# Producing Complex Data

In the previous notebook we saw how to query complex data and started exploring RAW's data model.

In this notebook we continue this exploration by showing how RAW queries can also output complex data structures, which will be particularly useful when we see how to export RAW results into formats like JSON or XML.

In [8]:
%load_ext raw_magic

The raw_magic extension is already loaded. To reload it, use:
  %reload_ext raw_magic


## Collections in the output field of a SELECT

We start by the following query:

In [9]:
%%rql

SELECT *
FROM READ("https://raw-tutorial.s3.amazonaws.com/sales.json") AS sale

country,products,products
country,category,cost
CH,Keyboard,50
CH,Keyboard,70
CH,Monitor,450
US,Keyboard,20
US,Monitor,200


Recall that `products` is a "nested table".

Let's analyze the following query:

In [13]:
%%rql

SELECT sale.country, (SELECT p.cost FROM sale.products AS p) AS products_cost
FROM READ("https://raw-tutorial.s3.amazonaws.com/sales.json") AS sale

country,products_cost
CH,50
CH,70
CH,450
US,20
US,200


This query returns two rows: one for `CH`, another for `US`.
    
The first column is the country, and the second column is a list of the cost of the products in that country.

How does this work?

The inner `SELECT` contains `(SELECT p.cost FROM sale.products AS p)`.
We can think of this as a normal query, over a table called `sale.products`.
THe output of that query is a table with the cost of each product.

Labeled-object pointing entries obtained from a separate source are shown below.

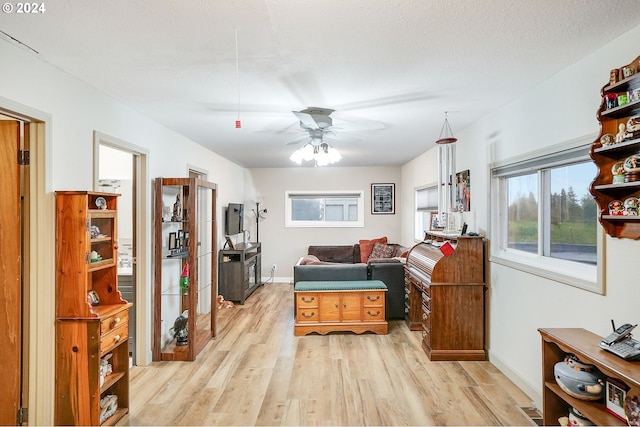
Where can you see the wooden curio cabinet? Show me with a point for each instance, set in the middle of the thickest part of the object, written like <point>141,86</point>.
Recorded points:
<point>185,241</point>
<point>92,319</point>
<point>608,151</point>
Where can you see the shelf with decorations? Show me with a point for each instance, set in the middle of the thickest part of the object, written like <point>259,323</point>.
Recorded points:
<point>616,153</point>
<point>92,318</point>
<point>185,269</point>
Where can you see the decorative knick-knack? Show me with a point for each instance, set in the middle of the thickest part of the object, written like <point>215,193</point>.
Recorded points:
<point>177,209</point>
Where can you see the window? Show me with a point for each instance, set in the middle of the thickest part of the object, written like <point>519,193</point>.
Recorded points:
<point>426,203</point>
<point>324,209</point>
<point>546,220</point>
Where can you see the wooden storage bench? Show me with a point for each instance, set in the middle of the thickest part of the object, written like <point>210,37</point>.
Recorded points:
<point>327,306</point>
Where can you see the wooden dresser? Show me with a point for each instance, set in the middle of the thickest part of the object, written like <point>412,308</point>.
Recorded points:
<point>92,318</point>
<point>444,286</point>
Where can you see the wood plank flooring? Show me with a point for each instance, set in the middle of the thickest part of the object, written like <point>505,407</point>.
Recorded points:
<point>255,372</point>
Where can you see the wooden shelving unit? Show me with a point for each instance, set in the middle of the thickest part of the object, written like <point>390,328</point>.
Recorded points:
<point>605,156</point>
<point>556,344</point>
<point>86,333</point>
<point>190,238</point>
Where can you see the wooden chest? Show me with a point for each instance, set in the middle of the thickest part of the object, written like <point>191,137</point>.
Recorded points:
<point>326,306</point>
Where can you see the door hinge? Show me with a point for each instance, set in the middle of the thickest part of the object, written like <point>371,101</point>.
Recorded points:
<point>23,158</point>
<point>22,416</point>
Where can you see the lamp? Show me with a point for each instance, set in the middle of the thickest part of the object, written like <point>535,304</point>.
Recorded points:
<point>446,167</point>
<point>321,152</point>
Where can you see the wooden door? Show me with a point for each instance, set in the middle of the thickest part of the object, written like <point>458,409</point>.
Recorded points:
<point>10,279</point>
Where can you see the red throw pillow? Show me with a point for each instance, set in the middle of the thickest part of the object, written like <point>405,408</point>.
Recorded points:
<point>366,246</point>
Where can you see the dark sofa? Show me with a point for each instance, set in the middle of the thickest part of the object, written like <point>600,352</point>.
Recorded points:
<point>343,262</point>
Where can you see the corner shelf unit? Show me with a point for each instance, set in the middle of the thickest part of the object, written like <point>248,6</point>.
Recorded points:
<point>86,265</point>
<point>186,239</point>
<point>606,156</point>
<point>556,344</point>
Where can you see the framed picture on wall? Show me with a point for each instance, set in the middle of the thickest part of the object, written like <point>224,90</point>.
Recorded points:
<point>616,393</point>
<point>383,198</point>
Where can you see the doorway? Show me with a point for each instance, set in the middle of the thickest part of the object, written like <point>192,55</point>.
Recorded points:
<point>120,168</point>
<point>14,261</point>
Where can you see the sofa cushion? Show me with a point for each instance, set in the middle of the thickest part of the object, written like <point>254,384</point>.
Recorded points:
<point>382,251</point>
<point>366,246</point>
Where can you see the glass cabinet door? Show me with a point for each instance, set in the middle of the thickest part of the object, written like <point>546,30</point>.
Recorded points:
<point>185,272</point>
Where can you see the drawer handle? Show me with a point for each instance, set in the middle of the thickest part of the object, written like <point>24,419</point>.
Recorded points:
<point>114,322</point>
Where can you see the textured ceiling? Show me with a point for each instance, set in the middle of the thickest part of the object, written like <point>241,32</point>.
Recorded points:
<point>401,62</point>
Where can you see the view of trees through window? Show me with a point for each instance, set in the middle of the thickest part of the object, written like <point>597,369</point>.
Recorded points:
<point>569,228</point>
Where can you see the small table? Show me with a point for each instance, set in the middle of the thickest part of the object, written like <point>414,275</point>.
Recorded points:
<point>351,305</point>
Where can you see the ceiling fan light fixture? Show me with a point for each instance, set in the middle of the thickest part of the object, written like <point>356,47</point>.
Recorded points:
<point>323,154</point>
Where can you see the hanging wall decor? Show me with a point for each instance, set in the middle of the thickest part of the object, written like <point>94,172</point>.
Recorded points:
<point>463,192</point>
<point>383,199</point>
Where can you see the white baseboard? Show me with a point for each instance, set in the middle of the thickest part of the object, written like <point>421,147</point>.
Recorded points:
<point>284,279</point>
<point>527,388</point>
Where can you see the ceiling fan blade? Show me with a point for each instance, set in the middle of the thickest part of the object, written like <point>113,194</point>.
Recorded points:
<point>353,127</point>
<point>306,119</point>
<point>297,140</point>
<point>343,137</point>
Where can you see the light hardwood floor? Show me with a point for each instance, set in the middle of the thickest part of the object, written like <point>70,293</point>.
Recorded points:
<point>255,372</point>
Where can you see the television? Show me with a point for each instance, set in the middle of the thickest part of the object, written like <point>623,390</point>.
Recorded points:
<point>233,219</point>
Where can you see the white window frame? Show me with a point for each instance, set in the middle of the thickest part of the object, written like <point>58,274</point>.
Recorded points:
<point>572,273</point>
<point>290,195</point>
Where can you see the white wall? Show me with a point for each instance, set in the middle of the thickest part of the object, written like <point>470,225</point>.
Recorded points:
<point>561,109</point>
<point>73,111</point>
<point>283,246</point>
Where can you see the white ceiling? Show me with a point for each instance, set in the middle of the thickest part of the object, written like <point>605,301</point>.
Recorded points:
<point>401,62</point>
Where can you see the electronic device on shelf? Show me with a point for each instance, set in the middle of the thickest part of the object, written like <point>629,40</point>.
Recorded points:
<point>620,343</point>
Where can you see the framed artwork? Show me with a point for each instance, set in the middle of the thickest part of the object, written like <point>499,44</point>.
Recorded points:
<point>229,241</point>
<point>434,225</point>
<point>383,198</point>
<point>616,393</point>
<point>462,198</point>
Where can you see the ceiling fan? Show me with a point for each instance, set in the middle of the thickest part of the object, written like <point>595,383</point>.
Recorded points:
<point>318,124</point>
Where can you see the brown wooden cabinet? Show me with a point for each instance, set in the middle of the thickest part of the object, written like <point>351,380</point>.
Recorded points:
<point>445,296</point>
<point>556,344</point>
<point>606,153</point>
<point>240,270</point>
<point>185,237</point>
<point>92,319</point>
<point>323,311</point>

When we compose it in a single query:
```
SELECT sale.country, (SELECT p.cost FROM sale.products AS p) AS products_cost
FROM READ("https://raw-tutorial.s3.amazonaws.com/sales.json") AS sale
```
... then the result is a table, where the second column contains another table.

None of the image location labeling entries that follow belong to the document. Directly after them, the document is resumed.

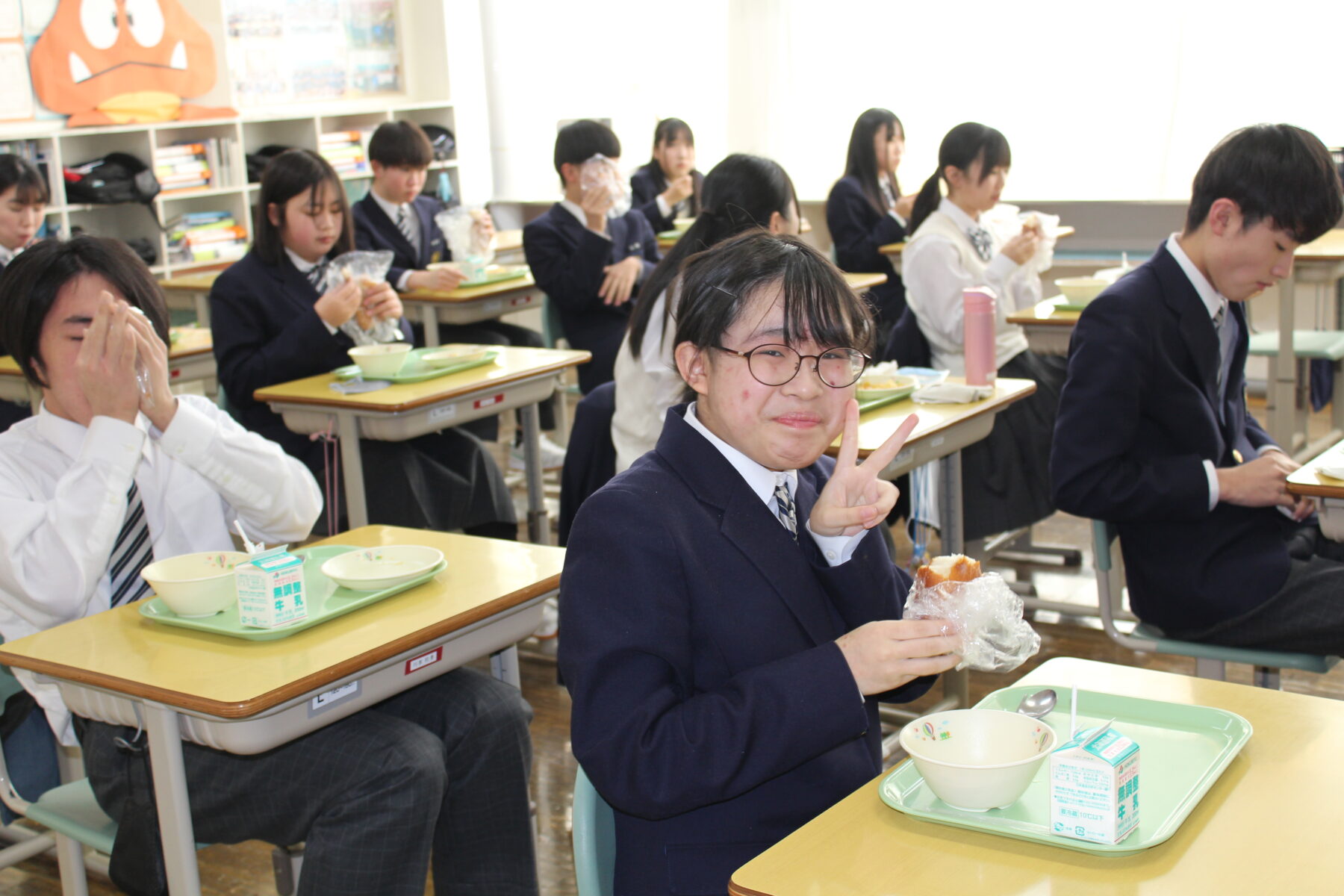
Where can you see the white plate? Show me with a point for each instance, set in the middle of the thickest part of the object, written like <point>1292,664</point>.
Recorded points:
<point>385,567</point>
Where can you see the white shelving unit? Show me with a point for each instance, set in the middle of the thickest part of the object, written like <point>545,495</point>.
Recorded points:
<point>440,46</point>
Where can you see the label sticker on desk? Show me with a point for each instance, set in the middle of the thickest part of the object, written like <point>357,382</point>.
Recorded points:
<point>329,699</point>
<point>416,664</point>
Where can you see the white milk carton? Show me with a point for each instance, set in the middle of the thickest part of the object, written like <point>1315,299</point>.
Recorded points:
<point>1095,786</point>
<point>270,588</point>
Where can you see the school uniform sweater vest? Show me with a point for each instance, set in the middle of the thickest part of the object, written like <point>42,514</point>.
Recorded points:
<point>1009,339</point>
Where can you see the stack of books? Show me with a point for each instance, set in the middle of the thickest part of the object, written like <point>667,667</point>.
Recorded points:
<point>206,237</point>
<point>344,149</point>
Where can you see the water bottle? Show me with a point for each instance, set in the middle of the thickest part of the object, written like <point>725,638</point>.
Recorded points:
<point>979,332</point>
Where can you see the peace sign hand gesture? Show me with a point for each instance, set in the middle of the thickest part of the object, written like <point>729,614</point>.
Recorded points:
<point>855,499</point>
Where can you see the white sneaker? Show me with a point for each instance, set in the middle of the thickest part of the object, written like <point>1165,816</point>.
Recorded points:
<point>553,455</point>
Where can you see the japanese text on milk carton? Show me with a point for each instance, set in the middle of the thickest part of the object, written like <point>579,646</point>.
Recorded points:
<point>270,590</point>
<point>1095,788</point>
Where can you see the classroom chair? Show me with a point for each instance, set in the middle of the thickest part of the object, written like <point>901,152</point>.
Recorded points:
<point>594,840</point>
<point>1210,660</point>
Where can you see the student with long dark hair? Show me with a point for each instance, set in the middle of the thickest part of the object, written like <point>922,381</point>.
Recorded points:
<point>741,193</point>
<point>866,210</point>
<point>275,319</point>
<point>1007,477</point>
<point>668,187</point>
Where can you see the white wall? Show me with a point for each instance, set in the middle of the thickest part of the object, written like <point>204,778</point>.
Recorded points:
<point>1100,101</point>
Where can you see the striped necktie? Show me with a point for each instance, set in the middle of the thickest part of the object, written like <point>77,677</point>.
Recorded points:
<point>132,553</point>
<point>406,225</point>
<point>788,512</point>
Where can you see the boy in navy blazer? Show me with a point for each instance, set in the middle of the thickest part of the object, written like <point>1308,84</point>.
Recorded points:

If we were to represent the *output* as JSON, it would look like:
```
[
  {"country": "CH",
   "products_cost": [50, 70, 450]},
  {"country": "US",
   "products_cost": [20, 200]}
]
```

To further demonstrate that `SELECT`s are just operations over collections of data, let's add a filter to the inner `SELECT`:

In [17]:
%%rql

SELECT sale.country, (SELECT p.cost FROM sale.products AS p WHERE p.cost > 60) AS products_cost_over_60
FROM READ("https://raw-tutorial.s3.amazonaws.com/sales.json") AS sale

country,products_cost_over_60
CH,70
CH,450
US,200


This query filtered the products in the inner `SELECT` for those that cost > 60.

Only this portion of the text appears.